The song that inspired Pink Floyd’s entire prog-rock direction: “A catalyst”
The exact pivot between Pink Floyd’s lysergic garage attack toward cosmic wanderings across prog-rock’s outer reaches isn’t easy to definitively glean.
Catching the band during their Mk I heyday was a wholly different beast from the quartet that stormed the charts and sold-out arenas six years later.
Founded with Syd Barrett as their creative captain, 1967’s The Piper at the Gates of Dawn LP and their UFO Club live residencies were infinitely more tethered to an acid-rock conjuring of the day, replete with Barrett’s lyrical fancies for Anglo-eccentric surrealism and a view of the world through his child-like lens. With much of their set within the pop realm, only ‘Interstellar Overdrive’ touches on progressive rock with its nearly ten-minute engulfment.
As we all know, Barrett became encumbered with mental health issues, and his erratic behaviour forced a transition away from Pink Floyd and led to David Gilmour’s official admittance. From then on, a string of semi-interesting albums hinting at future greatness amid its mushy conceptual ideas and unfocused compositions was still miles above much of the emerging prog that was considered their so-called peers.
By 1973, Pink Floyd were unleashing mammoth LPs like The Dark Side of the Moon, kicking off their golden album run for the rest of the decade and standing as one of the most commercially successful artists of the day.
It turns out, however, that one key number may have pointed the path toward prog earlier than even Pink Floyd’s first album. Harkening back to the zenith of the UK’s 1960s swing, psychedelic folkster Donovan stood as a central figure of the British invasion, serving as a key collaborator and/or influence on some of the biggest names of the day across The Beatles, The Rolling Stones, The Jeff Beck Group, and future Led Zeppelin members during their session player days.
Possessing a humble attitude toward his legacy, Donovan expressed a Zen analysis of his creative imprint on the era’s counterculture. “Being a catalyst, I’ve helped multiple possible changes for various important artists in the world, but it’s best to go, ‘Ssh, I didn’t do it, you guys did it,’” he revealed to The New Cue. “But some of them have to come to me and tell me, ‘You were my catalyst.’”
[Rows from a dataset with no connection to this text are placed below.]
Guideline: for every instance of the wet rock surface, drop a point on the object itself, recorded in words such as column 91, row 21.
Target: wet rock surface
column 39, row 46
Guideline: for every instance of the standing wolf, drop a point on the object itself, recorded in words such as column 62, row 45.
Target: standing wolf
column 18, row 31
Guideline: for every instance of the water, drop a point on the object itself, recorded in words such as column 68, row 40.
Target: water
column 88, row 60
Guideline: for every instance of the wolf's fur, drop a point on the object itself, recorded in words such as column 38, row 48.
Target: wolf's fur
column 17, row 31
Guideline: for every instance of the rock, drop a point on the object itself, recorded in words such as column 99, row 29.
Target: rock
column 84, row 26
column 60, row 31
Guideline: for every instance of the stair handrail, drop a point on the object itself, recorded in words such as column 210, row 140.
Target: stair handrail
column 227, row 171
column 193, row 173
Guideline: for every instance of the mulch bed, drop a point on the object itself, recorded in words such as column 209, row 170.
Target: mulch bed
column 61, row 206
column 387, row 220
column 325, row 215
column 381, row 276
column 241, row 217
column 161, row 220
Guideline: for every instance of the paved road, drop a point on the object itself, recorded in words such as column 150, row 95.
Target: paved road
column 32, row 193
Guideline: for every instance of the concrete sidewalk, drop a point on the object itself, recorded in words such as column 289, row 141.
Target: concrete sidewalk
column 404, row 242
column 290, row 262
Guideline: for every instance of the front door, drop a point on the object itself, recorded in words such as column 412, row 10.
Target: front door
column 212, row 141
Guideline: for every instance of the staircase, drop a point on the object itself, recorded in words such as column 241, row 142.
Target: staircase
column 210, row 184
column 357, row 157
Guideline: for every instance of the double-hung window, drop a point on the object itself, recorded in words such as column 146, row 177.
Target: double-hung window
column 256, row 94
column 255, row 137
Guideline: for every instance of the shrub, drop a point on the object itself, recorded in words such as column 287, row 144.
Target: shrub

One such fan who owed a debt to Donovan was Gilmour, who was so enamoured with Donovan’s work that it even inspired a choice property purchase. “He said, ‘You know I bought your cottage?’, Donovan recalled. I said, ‘Yeah? Why’d you buy my cottage?’ and he said, ‘You wrote all those bloody songs there.’ One song on Sunshine Superman was called ‘Three King Fishers’, and he said, ‘When I heard that song, my future with the band I was with, I knew my direction from one of your songs.’ That’s the effect of a catalyst, but I didn’t even know that until he told me.”
A key number on 1966’s Sunshine Superman, ‘Three King Fishers’ odyssey of sitars and exotic mysticism boldly staked new sonic terrain that proved a foundational template for much of UK psychedelia to follow, imbued with a spiritual gravitas yet unheard in much of music at the time. Perhaps Gilmour was pulled in by ‘Three King Fishers’ inescapable, mysterious magnetism? “He didn’t know he bought my cottage,” Donovan concluded. “He said, ‘Maybe all that happened there would rub off on me.’ A catalyst is a strange animal… a human animal… me.”